Investment Column: Pru has work to do to regain our trust

Great Portland Estates; Charles Stanley

Our view: Avoid

Share price: 623p (-7.5p)

At the beginning of June, with Prudential in turmoil over its disastrous failed bid for Asian insurer AIA, we decided it was time to sell its shares, with their value at 541.5p. Since then they have recovered strongly, and yesterday the company produced a creditable set of numbers.

Annualised sales for the first nine months came in up 24 per cent at £2.464bn, in line with City forecasts. New business profit at £1.345bn was a touch better than expected. Life insurers generally have been enjoying an upsurge in business recently, but Pru's ace in the hole remains its existing Asian operations, the main driver for yesterday's growth (sales up a third).

So even without AIA the company is doing very well there. Which makes one wonder why the company ever thought it was a good idea to blow £350m on an ill-conceived £22bn bid.

It's that question that, despite the positive numbers, still puts us off Prudential. Because it is really a question about management, one that Prudential has yet to provide a satisfactory answer to. It's hard to find any indication that the company has really learned anything from its misadventures, so the shares come with a health warning. The business is going well, but can they be trusted to do the right things to keep it on an even keel?

We're not sure. Valuation wise, Panmure Gordon notes that Prudential shares are trading at close to the company's expected 2010 embedded value of 637p, calculated by totting up the value of all Pru's existing policies plus those expected to be sold by the end of the year (the prospective dividend yield is unexciting at 3.3 per cent). That gives Pru no credit for any future growth. So you could construct a case for the shares being undervalued. But we'd apply a management discount and they've had a good run recently. We're inclined to just keep a watching brief for now. Avoid.

Great Portland Estates

Our view: Keep buying

Share price: 345p (-2.4p)

Little to complain about in Great Portland's half-yearly update yesterday. The valuation of its portfolio rose by a healthy 7.3 per cent to £1.4bn, overcoming the recent pull-back in the commercial property recovery. That Great Portland did well relative to the wider market is no surprise, given its focus on the more robust West End segment. But that's only part of the story, as the business notched up a total property return of more than 10 per cent, beating the Investment Property Databank's central London index, which was 8.3 per cent higher.

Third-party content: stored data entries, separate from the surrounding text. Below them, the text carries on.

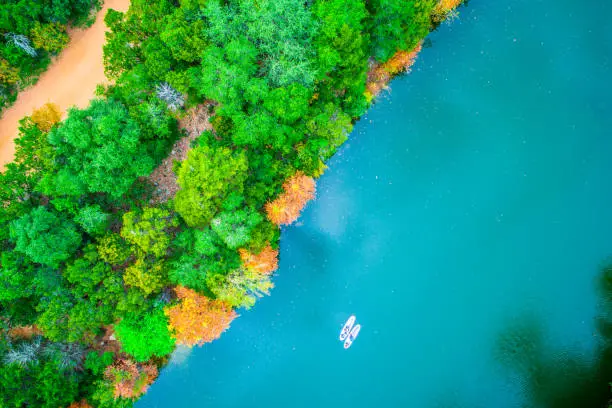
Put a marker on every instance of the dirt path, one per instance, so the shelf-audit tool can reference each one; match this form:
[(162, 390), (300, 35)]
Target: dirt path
[(70, 80)]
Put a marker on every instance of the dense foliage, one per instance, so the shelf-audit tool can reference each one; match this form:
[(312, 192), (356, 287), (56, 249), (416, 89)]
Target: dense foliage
[(99, 278), (31, 32)]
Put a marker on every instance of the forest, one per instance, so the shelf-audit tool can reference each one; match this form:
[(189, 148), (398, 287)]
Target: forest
[(102, 272), (31, 33)]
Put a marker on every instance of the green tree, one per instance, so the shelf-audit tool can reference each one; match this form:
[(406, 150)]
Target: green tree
[(145, 335), (234, 227), (146, 275), (149, 229), (102, 151), (206, 178), (92, 219), (45, 237)]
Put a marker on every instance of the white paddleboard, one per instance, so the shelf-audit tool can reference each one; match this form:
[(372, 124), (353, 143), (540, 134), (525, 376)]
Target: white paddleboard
[(347, 328), (352, 336)]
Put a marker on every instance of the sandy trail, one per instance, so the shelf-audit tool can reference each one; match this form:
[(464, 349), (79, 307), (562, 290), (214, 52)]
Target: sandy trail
[(70, 80)]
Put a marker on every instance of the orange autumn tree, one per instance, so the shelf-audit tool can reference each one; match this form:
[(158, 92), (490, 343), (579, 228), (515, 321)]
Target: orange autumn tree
[(46, 116), (80, 404), (197, 319), (380, 74), (297, 191), (130, 380), (444, 8), (264, 262)]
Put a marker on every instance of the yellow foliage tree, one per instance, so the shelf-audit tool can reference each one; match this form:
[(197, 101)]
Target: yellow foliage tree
[(130, 380), (197, 319), (443, 8), (264, 262), (298, 190), (80, 404), (46, 116), (380, 75)]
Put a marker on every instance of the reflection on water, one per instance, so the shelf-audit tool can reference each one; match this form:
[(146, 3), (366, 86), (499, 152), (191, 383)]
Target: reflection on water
[(559, 378)]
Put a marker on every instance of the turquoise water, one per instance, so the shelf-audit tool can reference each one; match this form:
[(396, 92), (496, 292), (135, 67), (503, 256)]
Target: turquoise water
[(476, 194)]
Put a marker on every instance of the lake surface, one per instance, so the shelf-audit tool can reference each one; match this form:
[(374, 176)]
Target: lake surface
[(474, 195)]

We were also pleased by the note of caution in the chief executive's statement. Instead of simply crowing about Great Portland's strengths, Toby Courtauld was frank enough to acknowledge that growth rates in London's investment markets have slowed over the past year. He also said that more sedate conditions will persist into 2011 because of economic uncertainties. The candour goes a long way in inspiring our confidence.

But does caution argue against our current buy stance? No. Tenant demand remains encouraging. Letting activity is holding up, "with solid rental value growth". The shares may appear a tad pricey, trading as they do on a 10.5 per cent premium to September 2010 net asset values, but this is a strong company exposed to a strong part of the market. Keep buying.

Charles Stanley

Our view: Buy

Share price: 247.5p (+6p)

A nice surprise from Charles Stanley the stockbroker, whose chairman, Sir David Howard, says that he's looking ahead with "a degree of optimism", despite a future that's still rather cloudy. Sir David was speaking as the company unveiled some good results for the half ending 30 September. Revenue was up 7 per cent to £59.7m while adjusted pre-tax profits were up 24 per cent to £8.2m. Funds under management grew to £13.5bn.

Clients have returned to the markets, not least because interest rates, at an all time low, leave them nowhere else to go. But their confidence has been boosted by rising share prices and, like Sir David, they are showing signs of optimism. His view is that the corporate sector is in rude health through tight control of costs (something Charles Stanley has been good at) and will therefore continue to benefit from a recovering economy. There may be choppy waters ahead but the second half has started well and the shares, just ahead of where they were when we said buy in February, offer value at 7.9 times forecast full-year earnings. Keep buying.